Figure S4. Equilibrium sedimentation studies of native and His-tagged PyrR at low ionic strength and concentrations shown. The absorbance data in the upper panel (native PyrR) and the lower panel (His-tagged PyrR) were obtained from a continuation of the experiments shown in Figure S2 in that the samples were allowed to come to equilibrium at 8 k, 12 k, 1k 17 k, and 20 k rpm and absorbance scans across the cell were collected at A232, A232, and A278, respectively, from left to right. The solid lines were calculated based on a single discrete species model, with mass conservation, using SEDPHAT 4.1 and a mass of 78.3 kDa. The data in the lower panel were obtained using the same procedures as in the upper panel, except that the samples were allowed to come to equilibrium at 12 k, 15 k, 17 k, and 20 k rpm. Absorbance scans were collected at the same wavelengths indicated in the upper panel. The solid lines were calculated based on a single discrete species model, with mass conservation, using SEDPHAT4.1 and a mass of 91.6 kDa. Calculated residuals against radial position for each scan are shown in the boxes below each panel.

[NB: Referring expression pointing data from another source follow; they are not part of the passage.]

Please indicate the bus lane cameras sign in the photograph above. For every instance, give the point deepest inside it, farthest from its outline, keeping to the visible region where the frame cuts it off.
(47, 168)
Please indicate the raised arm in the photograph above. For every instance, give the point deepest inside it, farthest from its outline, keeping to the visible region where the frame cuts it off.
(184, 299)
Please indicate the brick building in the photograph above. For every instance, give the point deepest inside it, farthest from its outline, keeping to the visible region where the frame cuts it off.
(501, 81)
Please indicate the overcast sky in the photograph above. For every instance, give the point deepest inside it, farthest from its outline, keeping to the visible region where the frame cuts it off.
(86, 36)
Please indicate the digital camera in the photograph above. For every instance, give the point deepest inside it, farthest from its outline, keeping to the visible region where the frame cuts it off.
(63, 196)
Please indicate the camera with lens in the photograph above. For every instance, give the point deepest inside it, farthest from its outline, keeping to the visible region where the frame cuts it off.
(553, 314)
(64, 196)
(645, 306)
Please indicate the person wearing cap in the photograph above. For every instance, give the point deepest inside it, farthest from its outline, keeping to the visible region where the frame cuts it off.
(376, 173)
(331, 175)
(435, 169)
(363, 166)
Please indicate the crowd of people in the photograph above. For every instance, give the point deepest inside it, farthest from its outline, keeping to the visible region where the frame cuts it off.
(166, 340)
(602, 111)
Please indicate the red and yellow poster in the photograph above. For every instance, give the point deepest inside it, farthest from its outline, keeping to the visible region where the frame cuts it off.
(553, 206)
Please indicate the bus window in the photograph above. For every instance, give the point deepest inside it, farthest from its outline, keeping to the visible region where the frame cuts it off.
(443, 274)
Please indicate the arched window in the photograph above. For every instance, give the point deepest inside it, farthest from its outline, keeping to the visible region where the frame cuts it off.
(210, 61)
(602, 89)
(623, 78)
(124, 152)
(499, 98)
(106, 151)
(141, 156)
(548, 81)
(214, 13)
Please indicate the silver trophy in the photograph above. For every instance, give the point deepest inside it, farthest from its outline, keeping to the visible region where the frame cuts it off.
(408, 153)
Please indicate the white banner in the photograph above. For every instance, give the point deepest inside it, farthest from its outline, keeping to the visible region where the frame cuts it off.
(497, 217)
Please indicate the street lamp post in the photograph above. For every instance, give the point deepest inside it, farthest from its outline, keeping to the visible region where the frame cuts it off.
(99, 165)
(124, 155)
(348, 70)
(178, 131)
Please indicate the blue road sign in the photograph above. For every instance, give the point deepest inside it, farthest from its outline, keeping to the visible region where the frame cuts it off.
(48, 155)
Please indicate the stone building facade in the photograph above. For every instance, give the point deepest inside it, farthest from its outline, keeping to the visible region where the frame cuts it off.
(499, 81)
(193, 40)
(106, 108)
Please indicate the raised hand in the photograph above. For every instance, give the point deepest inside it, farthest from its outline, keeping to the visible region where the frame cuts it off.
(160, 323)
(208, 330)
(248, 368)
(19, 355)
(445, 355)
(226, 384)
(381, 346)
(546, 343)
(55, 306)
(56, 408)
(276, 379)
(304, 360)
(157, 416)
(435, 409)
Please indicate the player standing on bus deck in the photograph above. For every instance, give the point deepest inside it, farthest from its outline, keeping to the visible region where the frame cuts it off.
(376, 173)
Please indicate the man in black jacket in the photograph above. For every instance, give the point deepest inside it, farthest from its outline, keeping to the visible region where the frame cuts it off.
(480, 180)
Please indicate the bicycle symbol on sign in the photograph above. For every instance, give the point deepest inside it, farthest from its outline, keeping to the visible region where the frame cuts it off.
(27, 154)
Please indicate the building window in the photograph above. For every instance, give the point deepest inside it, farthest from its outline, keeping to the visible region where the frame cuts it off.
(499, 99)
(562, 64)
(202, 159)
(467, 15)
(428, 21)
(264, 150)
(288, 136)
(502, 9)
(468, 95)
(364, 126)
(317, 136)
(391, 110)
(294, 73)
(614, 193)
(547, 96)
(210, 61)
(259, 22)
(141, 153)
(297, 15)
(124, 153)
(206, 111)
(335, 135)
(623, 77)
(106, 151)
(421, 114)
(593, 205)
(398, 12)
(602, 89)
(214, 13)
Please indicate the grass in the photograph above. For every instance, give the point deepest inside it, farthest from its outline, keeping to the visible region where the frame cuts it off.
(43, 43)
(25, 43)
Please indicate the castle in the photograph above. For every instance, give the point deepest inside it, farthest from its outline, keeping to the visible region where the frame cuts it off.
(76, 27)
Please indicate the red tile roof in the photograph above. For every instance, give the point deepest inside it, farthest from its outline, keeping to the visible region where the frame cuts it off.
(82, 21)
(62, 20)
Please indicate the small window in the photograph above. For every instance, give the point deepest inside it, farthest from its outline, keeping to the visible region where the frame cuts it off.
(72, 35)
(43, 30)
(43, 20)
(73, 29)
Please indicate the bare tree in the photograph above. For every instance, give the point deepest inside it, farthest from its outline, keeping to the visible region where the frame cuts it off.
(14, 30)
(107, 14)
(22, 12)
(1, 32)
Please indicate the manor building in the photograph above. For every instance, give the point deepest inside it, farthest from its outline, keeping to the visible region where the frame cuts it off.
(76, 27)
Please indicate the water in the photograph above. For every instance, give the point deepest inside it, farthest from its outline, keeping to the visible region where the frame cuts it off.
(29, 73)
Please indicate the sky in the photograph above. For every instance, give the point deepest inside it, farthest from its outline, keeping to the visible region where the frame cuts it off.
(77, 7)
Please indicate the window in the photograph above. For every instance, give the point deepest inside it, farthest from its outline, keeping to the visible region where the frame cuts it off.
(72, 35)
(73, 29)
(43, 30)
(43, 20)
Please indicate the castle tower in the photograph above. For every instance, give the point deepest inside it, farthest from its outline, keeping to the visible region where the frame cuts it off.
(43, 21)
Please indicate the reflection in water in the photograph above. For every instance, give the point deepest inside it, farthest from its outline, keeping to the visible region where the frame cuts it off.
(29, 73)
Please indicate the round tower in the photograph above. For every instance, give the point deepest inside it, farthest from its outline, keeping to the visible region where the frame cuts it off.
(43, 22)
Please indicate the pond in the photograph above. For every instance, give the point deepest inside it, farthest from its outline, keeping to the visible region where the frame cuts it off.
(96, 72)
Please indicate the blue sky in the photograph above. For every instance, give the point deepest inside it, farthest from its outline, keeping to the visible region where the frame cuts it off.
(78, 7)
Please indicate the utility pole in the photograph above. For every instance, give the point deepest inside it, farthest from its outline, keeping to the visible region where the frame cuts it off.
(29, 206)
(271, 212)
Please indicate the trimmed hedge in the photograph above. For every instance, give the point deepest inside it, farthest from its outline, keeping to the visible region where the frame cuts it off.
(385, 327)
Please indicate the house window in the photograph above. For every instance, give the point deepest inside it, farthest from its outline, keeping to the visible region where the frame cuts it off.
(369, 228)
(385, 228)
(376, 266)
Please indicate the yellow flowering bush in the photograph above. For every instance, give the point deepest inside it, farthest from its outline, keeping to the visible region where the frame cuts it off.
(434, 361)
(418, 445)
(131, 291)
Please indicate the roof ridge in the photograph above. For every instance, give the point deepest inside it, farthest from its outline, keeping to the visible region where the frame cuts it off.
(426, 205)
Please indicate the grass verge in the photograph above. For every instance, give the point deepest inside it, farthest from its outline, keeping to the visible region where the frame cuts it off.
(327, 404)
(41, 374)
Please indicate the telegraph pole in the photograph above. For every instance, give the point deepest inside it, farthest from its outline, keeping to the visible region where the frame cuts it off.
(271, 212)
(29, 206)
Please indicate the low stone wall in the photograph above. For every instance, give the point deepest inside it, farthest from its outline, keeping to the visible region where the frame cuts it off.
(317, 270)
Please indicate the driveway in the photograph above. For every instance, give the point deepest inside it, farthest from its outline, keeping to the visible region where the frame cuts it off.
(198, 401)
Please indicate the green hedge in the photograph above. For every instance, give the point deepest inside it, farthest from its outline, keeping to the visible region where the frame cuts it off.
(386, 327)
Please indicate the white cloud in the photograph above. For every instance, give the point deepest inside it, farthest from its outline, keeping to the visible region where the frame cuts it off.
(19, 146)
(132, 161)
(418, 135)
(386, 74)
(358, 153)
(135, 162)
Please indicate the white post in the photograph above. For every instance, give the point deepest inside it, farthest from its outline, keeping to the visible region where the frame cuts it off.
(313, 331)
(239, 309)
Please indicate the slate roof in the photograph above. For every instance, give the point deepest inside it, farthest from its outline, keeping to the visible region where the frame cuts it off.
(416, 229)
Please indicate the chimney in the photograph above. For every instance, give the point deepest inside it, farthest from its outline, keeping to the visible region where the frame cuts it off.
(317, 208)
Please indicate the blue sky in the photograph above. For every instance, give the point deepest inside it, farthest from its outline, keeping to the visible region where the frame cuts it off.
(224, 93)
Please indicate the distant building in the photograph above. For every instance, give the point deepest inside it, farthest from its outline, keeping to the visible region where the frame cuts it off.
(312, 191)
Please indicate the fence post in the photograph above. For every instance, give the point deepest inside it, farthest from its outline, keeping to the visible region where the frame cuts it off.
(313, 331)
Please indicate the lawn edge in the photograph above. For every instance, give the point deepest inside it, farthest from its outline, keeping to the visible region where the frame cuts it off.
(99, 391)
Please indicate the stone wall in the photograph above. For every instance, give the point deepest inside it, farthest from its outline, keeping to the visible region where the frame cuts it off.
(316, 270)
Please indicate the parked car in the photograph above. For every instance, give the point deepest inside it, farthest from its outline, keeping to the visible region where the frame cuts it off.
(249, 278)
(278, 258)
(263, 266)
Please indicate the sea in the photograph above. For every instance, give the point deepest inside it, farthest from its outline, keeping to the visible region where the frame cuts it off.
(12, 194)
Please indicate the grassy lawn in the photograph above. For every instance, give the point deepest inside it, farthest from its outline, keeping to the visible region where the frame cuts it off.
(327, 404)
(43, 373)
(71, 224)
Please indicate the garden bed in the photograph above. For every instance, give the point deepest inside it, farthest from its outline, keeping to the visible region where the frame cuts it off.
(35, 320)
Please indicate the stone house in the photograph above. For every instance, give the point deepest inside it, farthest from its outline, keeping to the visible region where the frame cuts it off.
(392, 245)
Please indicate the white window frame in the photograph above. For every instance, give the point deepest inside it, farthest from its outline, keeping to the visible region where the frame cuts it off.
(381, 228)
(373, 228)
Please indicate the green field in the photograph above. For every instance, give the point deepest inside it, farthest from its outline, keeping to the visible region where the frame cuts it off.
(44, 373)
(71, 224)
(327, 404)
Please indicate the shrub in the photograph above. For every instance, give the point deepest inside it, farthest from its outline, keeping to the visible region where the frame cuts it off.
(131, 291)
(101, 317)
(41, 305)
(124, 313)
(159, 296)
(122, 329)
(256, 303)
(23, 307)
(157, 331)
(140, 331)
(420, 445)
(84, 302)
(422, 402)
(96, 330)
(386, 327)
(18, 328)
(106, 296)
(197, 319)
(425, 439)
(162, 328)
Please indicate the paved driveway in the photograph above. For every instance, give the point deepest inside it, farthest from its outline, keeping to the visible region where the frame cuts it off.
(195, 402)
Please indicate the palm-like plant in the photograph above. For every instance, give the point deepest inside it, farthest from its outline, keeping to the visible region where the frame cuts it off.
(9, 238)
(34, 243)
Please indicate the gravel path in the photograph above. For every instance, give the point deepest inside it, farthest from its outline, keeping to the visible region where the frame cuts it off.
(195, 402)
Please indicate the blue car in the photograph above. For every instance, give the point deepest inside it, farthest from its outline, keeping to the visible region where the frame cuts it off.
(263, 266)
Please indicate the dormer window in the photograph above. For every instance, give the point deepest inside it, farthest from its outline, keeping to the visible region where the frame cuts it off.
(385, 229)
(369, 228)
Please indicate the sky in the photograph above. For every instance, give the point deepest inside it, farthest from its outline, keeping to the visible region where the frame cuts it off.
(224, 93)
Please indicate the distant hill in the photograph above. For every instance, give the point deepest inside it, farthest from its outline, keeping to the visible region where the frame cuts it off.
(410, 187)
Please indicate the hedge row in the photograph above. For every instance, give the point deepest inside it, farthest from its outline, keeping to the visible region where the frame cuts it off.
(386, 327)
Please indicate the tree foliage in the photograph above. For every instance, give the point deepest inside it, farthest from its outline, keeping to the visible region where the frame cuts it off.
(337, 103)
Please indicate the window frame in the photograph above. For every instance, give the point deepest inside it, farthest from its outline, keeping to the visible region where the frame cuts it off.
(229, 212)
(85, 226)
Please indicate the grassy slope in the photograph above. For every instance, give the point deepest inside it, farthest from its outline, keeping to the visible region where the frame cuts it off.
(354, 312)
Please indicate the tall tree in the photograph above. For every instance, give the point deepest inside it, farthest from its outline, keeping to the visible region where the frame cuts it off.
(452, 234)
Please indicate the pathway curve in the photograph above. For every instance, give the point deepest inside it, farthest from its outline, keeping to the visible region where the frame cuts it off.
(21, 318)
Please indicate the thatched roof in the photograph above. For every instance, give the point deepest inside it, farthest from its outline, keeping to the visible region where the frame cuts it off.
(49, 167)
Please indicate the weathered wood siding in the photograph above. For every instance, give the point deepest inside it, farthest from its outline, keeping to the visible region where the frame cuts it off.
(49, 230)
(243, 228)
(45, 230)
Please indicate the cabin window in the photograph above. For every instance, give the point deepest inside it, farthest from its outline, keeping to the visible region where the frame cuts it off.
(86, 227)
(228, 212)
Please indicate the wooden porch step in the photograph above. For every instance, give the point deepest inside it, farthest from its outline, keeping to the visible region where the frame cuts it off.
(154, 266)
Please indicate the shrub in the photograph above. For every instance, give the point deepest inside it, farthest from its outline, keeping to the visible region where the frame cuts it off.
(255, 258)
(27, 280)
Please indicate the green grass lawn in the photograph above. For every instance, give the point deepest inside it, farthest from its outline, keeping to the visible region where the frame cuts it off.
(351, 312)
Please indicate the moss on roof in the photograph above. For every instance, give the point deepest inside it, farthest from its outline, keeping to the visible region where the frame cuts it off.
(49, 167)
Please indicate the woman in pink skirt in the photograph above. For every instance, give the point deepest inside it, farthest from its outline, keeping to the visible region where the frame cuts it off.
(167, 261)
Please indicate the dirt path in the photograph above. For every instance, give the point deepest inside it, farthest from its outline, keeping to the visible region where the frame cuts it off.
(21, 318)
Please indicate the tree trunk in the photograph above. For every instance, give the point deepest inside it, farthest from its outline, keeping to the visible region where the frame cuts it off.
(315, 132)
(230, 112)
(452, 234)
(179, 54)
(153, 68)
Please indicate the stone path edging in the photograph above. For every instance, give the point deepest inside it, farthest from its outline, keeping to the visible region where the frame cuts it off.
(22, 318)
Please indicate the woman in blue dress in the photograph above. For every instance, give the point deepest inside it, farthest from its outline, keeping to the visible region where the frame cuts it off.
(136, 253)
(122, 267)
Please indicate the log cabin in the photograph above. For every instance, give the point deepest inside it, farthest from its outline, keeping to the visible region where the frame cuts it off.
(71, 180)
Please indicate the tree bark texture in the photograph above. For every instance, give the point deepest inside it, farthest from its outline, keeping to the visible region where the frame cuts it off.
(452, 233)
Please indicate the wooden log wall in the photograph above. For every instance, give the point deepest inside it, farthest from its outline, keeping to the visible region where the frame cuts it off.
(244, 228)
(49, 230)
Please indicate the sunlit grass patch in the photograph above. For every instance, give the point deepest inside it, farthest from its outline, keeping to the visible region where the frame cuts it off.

Figure S5. Sedimentation velocity studies of the interaction between RNA and His-tagged PyrR. The concentrations of PyrR and RNA in each sample are shown at the left of each row of panels; additional details appear in the legend of Figure 4. The three sets of scans shown in each row of panels were collected using Rayleigh interference, A 260 and A278, from left to right, respectively. The data were fitted using the c(s) distribution algorithm of SEDPHAT as described in the Methods section; c(s) distributions were calculated form interference data (red lines), absorbance at 260 nm (green lines), absorbance at 278 nm (blue lines).